Com os jovens, pude notar um processo recorrente de comprovação da minha parte de que suas falas estivessem corretas, como ilustra este trecho de uma conversa que tive com o grupo no momento final de nossa primeira roda de diálogo:

[Ruth] - Professora, as coisas que a gente falou, tá certo pra você?

[Bruna] - Se tá certo? Eu não sei o que é certo. Eu acho que tá certo porque é o que vocês vivem. É o que vocês acreditam. É a realidade de vocês. Então é o que vocês estão vivendo.

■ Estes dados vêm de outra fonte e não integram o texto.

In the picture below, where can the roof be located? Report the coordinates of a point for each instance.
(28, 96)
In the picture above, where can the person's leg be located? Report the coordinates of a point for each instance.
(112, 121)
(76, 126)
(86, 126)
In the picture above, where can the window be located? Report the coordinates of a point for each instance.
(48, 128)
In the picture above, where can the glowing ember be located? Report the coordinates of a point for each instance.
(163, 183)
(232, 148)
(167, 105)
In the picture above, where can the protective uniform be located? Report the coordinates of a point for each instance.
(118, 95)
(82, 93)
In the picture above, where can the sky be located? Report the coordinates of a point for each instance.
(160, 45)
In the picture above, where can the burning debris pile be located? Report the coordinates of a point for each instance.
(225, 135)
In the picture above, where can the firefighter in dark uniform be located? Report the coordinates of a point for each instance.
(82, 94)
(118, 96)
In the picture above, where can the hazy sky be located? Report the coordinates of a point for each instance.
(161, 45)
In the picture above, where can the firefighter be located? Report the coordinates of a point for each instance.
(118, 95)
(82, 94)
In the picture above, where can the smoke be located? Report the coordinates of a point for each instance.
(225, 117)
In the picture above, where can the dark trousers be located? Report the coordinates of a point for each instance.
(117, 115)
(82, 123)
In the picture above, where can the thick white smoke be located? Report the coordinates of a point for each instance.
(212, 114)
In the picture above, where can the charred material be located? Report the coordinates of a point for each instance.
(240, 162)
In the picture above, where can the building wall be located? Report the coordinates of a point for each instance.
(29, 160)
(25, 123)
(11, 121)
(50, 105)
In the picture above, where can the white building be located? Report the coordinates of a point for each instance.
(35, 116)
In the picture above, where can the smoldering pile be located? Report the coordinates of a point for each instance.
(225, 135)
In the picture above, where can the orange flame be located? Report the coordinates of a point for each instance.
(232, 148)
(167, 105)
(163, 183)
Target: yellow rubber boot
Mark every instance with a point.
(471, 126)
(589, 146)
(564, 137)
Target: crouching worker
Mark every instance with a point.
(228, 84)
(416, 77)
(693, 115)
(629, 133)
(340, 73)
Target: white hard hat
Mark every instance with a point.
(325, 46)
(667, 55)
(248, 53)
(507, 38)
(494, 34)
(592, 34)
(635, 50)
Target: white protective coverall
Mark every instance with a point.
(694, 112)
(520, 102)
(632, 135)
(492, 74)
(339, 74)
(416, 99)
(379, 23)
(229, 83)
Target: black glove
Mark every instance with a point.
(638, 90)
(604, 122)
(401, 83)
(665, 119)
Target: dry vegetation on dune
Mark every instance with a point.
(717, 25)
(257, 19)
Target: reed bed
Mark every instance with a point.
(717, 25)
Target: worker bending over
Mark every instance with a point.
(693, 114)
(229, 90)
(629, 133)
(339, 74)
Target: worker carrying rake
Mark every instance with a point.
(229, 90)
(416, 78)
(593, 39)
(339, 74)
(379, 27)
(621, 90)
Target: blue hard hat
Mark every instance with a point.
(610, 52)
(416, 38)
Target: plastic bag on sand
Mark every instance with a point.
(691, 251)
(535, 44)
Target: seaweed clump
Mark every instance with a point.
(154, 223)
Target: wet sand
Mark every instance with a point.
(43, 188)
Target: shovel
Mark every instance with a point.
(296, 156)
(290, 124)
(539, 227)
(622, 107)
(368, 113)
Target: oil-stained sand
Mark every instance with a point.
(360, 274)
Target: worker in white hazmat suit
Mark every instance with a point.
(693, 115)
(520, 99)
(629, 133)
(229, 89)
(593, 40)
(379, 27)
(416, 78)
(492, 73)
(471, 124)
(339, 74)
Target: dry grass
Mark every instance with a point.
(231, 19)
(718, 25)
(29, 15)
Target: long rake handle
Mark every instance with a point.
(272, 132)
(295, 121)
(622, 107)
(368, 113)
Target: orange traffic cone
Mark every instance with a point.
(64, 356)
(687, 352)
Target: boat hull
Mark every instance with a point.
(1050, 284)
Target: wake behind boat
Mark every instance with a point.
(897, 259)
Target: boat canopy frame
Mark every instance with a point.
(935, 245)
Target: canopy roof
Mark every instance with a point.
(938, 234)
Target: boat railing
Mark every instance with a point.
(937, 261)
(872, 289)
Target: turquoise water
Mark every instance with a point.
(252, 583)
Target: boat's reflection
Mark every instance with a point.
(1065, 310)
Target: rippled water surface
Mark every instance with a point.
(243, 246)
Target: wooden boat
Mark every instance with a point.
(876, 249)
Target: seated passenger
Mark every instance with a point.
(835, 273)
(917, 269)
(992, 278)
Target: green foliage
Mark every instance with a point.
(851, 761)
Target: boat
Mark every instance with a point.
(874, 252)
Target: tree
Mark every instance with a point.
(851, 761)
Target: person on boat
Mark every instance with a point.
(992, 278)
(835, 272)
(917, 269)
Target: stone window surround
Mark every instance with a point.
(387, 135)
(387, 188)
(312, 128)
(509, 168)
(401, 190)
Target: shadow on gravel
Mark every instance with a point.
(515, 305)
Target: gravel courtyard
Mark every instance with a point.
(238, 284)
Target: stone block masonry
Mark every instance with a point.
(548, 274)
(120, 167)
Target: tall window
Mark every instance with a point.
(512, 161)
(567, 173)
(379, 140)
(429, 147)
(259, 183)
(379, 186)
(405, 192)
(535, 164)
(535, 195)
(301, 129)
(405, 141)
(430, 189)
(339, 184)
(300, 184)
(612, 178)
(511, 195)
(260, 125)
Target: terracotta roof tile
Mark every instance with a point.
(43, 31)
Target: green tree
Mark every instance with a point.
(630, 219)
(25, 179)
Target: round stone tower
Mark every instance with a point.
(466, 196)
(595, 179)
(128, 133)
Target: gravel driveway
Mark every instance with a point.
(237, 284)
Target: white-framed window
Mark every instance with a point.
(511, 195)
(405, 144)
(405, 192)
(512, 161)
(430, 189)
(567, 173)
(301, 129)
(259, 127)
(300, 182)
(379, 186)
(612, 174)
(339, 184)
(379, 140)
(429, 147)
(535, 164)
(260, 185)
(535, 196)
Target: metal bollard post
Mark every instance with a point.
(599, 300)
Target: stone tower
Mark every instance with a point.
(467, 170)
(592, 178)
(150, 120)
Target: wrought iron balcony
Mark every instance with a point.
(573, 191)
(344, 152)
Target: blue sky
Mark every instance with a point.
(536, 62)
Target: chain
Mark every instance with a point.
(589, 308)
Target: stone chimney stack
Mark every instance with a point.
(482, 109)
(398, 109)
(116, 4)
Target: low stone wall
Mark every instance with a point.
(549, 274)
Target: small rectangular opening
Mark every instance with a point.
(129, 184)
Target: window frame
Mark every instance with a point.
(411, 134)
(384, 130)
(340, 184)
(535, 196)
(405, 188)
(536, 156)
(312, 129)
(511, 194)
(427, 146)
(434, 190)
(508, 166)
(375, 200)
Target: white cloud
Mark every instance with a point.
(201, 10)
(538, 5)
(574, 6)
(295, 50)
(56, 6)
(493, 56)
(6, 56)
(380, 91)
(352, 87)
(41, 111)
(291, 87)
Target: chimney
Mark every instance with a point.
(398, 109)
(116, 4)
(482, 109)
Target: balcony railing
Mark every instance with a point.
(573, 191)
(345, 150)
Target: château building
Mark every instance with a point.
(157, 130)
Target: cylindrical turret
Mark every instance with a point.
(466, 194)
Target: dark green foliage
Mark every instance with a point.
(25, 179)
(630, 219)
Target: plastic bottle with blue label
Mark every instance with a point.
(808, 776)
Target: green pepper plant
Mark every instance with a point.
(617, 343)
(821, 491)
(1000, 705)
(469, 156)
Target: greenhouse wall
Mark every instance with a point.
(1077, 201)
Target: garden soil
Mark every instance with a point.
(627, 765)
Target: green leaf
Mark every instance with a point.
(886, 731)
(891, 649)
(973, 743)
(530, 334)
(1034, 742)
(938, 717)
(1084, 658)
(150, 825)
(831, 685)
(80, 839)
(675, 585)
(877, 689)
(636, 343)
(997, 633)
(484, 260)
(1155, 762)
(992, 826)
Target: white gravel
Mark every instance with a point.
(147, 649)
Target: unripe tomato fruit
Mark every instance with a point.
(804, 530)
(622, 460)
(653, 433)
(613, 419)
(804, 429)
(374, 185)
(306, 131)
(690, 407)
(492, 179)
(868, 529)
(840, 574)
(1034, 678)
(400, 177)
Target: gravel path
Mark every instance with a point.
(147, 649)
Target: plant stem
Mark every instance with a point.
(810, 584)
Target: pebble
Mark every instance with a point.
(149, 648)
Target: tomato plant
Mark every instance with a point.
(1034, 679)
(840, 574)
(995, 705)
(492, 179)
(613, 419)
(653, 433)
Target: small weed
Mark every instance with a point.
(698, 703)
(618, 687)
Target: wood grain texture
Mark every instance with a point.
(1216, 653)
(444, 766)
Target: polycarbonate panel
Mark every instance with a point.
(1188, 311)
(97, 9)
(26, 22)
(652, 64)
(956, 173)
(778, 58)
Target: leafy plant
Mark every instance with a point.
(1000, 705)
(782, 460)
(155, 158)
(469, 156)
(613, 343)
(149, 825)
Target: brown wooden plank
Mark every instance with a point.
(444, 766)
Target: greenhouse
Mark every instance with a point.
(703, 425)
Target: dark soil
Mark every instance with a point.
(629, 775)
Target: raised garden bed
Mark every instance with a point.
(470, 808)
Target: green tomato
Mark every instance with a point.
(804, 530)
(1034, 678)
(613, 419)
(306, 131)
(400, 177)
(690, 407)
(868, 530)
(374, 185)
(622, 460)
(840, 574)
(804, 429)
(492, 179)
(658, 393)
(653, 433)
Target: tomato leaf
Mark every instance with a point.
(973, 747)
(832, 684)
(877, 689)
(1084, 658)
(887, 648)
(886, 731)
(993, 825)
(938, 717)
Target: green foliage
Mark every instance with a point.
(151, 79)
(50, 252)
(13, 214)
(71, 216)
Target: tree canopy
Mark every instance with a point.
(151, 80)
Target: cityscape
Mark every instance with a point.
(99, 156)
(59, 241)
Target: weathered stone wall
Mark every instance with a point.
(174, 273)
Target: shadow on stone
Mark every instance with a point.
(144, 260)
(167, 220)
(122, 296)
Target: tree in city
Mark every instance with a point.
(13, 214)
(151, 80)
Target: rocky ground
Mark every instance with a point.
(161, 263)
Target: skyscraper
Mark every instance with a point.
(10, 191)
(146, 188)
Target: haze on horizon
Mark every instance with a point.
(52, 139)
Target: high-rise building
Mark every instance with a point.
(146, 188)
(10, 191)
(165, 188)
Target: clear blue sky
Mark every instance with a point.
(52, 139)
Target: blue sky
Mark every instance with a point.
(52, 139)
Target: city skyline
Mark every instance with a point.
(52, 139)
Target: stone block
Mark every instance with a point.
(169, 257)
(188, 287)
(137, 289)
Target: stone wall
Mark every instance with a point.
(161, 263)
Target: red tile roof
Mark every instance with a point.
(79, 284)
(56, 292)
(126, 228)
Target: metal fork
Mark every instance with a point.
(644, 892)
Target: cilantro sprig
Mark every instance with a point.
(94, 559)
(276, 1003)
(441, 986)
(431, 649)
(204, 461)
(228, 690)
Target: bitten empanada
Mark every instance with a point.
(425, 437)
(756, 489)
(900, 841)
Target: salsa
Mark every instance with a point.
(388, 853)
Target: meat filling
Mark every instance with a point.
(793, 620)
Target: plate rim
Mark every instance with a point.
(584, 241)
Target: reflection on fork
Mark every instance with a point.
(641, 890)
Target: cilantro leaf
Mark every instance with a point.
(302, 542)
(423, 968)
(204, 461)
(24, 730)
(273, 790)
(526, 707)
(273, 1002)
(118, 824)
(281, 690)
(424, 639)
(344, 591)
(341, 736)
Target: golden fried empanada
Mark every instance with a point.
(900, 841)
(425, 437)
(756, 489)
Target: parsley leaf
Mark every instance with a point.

Ao longo do processo, com o fortalecimento dos vínculos entre pesquisadora e sujeitos pesquisantes, eles foram reconhecendo o próprio lugar no estudo e essa necessidade de legitimação da fala foi se dissolvendo. É possível, neste sentido, ressaltar um ponto de conexão entre os soldados e os adolescentes jovens participantes da pesquisa: apesar dos distintos lugares sociais que ocupam, passam pelo mesmo processo de silenciamento de vozes não- autorizadas, de vozes subalternas, aquelas que têm suas peculiaridades recorrentemente silenciadas.

Processo que a indiana Gayatri Spivak (2010) vai chamar de “violência epistêmica do cotidiano”. Para a autora, a impossibilidade de fala do subalternizado decorre das formas pelas quais os sujeitos do chamado “terceiro mundo” são representados pelos discursos hegemônicos. As heterogeneidades são apagadas para que representações de discursos, olhares, saberes únicos sejam reproduzidas. Opera-se, portanto, uma violência que deslegitima o conhecimento e a possibilidade de se autorrepresentar da população subalternizada.